Findlay — also a Downton Abbey alum — grants Elizabeth the same indomitable spirit; she, too, has the pluck and courage that stand her well, in the face of German occupation.

 

Courtenay’s Eben is the personification of old-world cordiality and gallantry; he also has a protective bond with his grandson Eli (Kit Connor), something of a Society mascot. Parkinson is a hoot as the forlorn and mildly unfocused Isola, who wears her heart on her sleeve. Wilton — yet another Downton Abbey veteran — deftly navigates her character’s emotional complexities; she has the most challenging role by far, and several of her scenes are heartbreaking.

 

Huisman is ruggedly handsome, kind and aw-shucks amiable as Dawsey, who has a similarly strong attachment to his little girl, Kit (Florence Keen, a giggling, wide-eyed charmer).

 

Goode, quietly understated, makes Sidney the best friend we’d all love to have.
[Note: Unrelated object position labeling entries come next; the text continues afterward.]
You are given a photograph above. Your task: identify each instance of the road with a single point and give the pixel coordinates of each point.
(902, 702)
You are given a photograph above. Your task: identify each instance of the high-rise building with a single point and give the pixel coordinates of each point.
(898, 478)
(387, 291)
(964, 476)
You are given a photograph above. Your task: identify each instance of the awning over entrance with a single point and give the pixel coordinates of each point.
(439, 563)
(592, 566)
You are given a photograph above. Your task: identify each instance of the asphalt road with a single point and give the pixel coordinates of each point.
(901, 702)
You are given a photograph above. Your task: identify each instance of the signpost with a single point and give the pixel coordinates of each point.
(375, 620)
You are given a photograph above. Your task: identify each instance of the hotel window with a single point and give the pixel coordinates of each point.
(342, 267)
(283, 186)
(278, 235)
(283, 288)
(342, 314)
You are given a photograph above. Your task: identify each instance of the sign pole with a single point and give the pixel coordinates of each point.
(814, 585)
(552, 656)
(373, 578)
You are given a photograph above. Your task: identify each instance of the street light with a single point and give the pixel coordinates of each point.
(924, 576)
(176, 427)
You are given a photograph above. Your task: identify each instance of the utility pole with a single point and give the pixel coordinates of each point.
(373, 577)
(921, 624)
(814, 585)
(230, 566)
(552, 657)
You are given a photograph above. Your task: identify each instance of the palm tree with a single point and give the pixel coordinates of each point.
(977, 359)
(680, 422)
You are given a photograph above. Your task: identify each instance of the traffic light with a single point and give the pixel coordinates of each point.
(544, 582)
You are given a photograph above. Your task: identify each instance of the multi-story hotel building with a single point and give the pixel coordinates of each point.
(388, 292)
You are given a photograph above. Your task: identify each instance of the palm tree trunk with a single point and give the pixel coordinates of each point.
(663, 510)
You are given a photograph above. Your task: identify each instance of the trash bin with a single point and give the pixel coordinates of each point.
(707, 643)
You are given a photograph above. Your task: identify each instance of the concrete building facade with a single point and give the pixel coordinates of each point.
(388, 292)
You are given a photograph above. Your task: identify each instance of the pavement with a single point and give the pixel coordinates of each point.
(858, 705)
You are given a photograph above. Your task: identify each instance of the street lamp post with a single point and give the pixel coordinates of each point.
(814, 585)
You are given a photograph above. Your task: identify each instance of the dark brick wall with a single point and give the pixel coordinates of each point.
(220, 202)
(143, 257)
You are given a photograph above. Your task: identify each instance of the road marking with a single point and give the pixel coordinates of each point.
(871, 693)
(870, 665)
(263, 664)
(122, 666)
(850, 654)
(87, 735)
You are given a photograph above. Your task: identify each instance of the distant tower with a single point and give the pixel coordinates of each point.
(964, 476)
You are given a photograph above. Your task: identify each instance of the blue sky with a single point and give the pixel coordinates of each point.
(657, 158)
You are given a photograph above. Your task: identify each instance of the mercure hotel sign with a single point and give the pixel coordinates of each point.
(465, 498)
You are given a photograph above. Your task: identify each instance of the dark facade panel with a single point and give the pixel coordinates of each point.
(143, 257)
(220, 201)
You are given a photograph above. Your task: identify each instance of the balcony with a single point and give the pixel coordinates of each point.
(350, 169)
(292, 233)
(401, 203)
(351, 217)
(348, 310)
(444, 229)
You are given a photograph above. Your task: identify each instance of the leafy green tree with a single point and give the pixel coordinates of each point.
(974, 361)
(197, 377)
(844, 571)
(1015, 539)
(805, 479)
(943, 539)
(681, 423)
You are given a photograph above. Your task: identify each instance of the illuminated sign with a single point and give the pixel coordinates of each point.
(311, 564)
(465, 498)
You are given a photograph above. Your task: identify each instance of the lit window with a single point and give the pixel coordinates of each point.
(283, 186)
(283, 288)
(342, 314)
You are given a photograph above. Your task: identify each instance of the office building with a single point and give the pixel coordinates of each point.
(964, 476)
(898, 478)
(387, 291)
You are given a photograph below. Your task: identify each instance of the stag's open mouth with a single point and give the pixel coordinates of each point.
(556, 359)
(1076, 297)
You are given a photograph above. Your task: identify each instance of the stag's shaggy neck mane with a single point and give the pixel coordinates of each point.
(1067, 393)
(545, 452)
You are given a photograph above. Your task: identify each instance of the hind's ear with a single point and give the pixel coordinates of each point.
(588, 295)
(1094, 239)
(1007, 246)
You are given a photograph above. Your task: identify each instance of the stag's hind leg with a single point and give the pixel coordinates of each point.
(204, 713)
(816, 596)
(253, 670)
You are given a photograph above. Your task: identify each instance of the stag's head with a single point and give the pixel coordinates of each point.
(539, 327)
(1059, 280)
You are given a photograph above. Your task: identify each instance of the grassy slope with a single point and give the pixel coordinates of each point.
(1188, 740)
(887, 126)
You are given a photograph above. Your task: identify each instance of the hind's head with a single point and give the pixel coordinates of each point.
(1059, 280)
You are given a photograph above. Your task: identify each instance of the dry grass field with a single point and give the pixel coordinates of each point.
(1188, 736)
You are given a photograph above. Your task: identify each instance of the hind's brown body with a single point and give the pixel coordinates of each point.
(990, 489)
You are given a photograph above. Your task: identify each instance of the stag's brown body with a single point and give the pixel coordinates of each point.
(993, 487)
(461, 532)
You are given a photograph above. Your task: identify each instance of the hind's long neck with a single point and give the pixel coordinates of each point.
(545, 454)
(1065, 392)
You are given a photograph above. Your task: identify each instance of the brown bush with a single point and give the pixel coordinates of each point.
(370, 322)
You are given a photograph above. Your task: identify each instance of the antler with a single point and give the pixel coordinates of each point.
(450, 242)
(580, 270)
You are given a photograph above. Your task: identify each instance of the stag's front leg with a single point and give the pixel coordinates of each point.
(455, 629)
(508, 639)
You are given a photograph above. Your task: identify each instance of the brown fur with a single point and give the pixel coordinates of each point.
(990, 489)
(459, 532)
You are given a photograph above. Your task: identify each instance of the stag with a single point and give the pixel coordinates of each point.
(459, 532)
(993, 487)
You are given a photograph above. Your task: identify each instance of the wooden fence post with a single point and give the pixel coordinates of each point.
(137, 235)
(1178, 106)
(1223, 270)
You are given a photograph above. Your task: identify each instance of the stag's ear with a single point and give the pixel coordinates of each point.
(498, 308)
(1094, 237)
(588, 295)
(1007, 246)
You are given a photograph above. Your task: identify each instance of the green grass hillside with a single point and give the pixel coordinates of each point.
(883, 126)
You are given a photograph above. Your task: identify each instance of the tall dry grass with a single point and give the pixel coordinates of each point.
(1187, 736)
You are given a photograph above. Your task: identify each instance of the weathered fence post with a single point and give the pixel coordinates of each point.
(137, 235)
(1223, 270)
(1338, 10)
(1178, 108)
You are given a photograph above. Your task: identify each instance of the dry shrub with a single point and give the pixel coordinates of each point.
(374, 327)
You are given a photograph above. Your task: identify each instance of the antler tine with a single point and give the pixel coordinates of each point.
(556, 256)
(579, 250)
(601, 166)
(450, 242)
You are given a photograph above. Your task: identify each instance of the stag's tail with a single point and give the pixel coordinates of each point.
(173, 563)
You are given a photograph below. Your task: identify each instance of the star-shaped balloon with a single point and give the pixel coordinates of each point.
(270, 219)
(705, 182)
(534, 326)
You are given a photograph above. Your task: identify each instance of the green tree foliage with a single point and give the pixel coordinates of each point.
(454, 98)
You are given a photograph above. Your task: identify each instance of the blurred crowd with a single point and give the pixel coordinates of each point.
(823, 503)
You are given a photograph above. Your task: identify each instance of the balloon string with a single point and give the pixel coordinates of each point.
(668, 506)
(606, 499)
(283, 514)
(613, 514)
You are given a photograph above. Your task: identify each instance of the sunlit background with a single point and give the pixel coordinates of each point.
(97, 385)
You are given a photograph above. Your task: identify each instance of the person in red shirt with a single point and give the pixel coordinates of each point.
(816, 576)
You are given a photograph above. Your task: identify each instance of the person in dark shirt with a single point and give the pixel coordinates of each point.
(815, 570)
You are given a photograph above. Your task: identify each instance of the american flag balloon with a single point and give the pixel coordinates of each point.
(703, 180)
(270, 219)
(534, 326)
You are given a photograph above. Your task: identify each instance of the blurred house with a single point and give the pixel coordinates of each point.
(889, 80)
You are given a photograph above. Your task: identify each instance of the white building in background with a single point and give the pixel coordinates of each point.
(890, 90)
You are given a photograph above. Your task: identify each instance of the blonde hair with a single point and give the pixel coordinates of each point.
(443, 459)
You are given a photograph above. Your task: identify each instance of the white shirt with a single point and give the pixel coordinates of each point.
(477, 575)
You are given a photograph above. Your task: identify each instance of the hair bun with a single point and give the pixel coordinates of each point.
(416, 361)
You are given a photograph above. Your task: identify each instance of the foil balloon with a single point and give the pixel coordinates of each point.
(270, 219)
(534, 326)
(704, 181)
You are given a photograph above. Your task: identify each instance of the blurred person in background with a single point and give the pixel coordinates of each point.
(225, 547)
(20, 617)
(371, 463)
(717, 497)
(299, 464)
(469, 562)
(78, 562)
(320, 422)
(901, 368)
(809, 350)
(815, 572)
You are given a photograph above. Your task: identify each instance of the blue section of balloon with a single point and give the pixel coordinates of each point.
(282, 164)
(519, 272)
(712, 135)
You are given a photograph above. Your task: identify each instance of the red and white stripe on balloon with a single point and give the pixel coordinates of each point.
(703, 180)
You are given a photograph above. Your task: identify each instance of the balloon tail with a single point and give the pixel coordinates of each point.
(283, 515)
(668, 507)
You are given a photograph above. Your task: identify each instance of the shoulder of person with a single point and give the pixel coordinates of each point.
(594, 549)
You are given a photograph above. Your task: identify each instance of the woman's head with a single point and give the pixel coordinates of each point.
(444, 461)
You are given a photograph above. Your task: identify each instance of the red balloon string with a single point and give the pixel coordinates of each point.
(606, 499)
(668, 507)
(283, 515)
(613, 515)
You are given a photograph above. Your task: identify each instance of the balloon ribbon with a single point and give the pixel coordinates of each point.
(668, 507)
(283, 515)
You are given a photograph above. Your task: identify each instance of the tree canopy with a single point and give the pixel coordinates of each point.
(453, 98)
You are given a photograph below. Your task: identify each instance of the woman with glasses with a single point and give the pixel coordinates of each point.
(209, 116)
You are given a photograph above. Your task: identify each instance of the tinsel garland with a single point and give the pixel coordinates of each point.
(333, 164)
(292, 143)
And while Powell is appropriately debonair as Juliet’s fiancé, the actor — bless him — can’t deliver anything close to a proper American accent.

 

Although the many character dynamics are engaging, and the film’s tone mostly breezy, we’re occasionally reminded of the grim events that preceded the core story: revelations that land with a breath-gulping wallop. Shaffer never let readers forget that her book was equal parts history lesson, in terms of depicting what life was like, under German occupation, in Guernsey and neighboring channel island Jersey (the sole de jure portions of the British empire to be controlled by the Wehrmacht during the war).

 

Roos, Hood and Bezucha eliminated one of the book’s key characters, which simplifies some key relationships; this individual would have complicated matters in a two-hour film, and really isn’t missed.

 

Cinematographer Zac Nicholson re-creates the island’s lush countryside and dramatic coastline in Cornwall and Devon (Guernsey itself having changed too much, over time). Production designer James Merifield and costume designer Charlotte Walter convey a strong sense of time and place; we never doubt the 1940s setting.


Newell’s film is warm, engaging and laden with well-sculpted characters who bring this period saga to life: another hit from across the pond.